In realtà lo scopo della formazione professionale è quello di dare una giustificazione “oggettiva” alla stratificazione sociale: non hai studiato abbastanza e quindi è inevitabile che tu occupi gli scalini più bassi della scala sociale. Da qui l’accettazione della gerarchia e la strumentale esaltazione della tecnologia.

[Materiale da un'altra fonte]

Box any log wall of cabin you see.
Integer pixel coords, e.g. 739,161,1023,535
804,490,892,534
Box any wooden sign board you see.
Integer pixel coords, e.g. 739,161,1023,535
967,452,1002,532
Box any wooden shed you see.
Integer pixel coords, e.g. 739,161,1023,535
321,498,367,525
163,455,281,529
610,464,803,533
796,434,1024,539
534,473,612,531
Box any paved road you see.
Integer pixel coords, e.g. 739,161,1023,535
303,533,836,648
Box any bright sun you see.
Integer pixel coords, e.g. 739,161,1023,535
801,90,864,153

Allo stesso modo in cui l’approccio tecnologico nasconde il disordine di un processo produttivo organizzato dal singolo capitalista per il proprio profitto individuale, la stratificazione scolastica (la logica del merito) nasconde le cause sociali della disoccupazione: competenze digitali o meno, l’innalzamento dell’età della pensione, con il conseguente prolungamento del tempo di lavoro, ha provocato la diminuzione dei posti di lavoro disponibili per i giovani. Allo stesso modo, la disoccupazione provocata dall’innovazione tecnologica può essere combattuta non con le competenze STEM, ma riducendo l’orario di lavoro a parità di paga.

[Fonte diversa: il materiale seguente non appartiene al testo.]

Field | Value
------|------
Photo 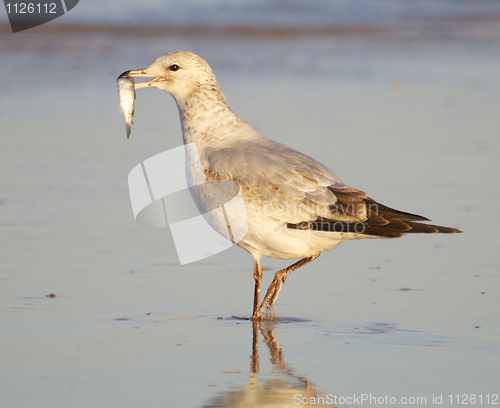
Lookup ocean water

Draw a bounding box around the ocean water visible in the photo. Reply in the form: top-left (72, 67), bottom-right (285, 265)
top-left (0, 0), bottom-right (500, 408)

Il PNRR è quindi anche una grande operazione propagandistica, destinata a rinviare a domani la necessaria resa dei conti. Prioritari per il governo rimangono i profitti dei banchieri e dei grandi gruppi industriali, le prebende dei fannulloni del sistema, preti e militari, non i servizi pubblici (come la scuola) efficienti per tutti e soprattutto per i ceti popolari.

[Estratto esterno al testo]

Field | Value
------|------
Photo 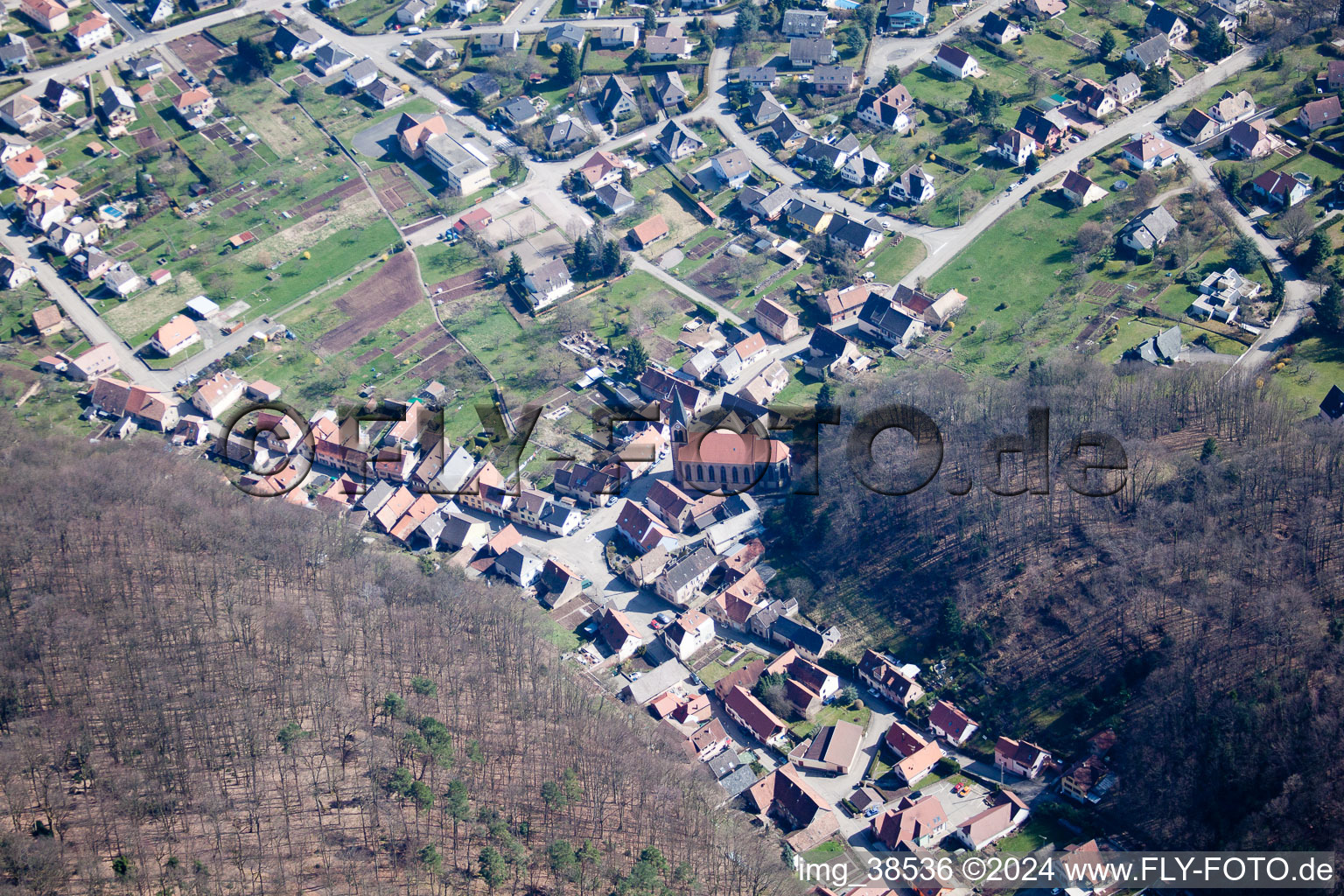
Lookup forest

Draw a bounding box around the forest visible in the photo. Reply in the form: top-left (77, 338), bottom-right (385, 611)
top-left (0, 427), bottom-right (798, 896)
top-left (772, 360), bottom-right (1344, 849)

Il PNRR rappresenta un’altra stretta del cappio rappresentato dal vincolo internazionale sulle condizioni di vita e di lavoro di milioni di proletari. Non è vero che il governo Draghi rappresenta una svolta: è quasi trent’anni che tutti i governi hanno giustificato le loro misure antipopolari con le richieste europee; è trent’anni che prendiamo questa medicina, e stiamo sempre peggio, mentre c’è chi si arricchisce! La retorica del lavoro e del rischio calcolato significa, in parole povere, proprio questo: alla lavoratrici e ai lavoratori la fatica e il rischio, a loro il calcolo dei profitti fatti sulla nostra pelle.
Le lavoratrici e i lavoratori della scuola hanno alle spalle lunghi anni di lotte in cui hanno contrastato le manovre di ristrutturazione che si sono volute portare alla scuola e, anche questa volta, hanno dimostrato di saper dare una lettura critica e demistificante dei processi in atto, smascherando ciò che c’è dietro a Recovery, PNRR, Piano Scuole Estate, denunciando le ormai annose politiche di tagli e l’attacco ai lavoratori della scuola. Lo hanno fatto partecipando allo sciopero e facendo sentire la loro voce nelle piazze ma lo fanno soprattutto quotidianamente, sui posti di lavoro, contrastando giorno per giorno le logiche aziendalistiche dei dirigenti, del ministero, del governo.
Il 22 e 23 giugno prossimi si terrà a Catania la riunione ministeriale del G20 dedicata a Lavoro e Istruzione. Il G20 riunisce i ministri e i governatori delle banche centrali dei 20 paesi più industrializzati. La riunione ha lo scopo di coordinare a livello internazionale l’azione dei governi. Anche questa potrà essere quindi un’occasione importante per far sentire la nostra protesta contro le politiche governative sull’istruzione.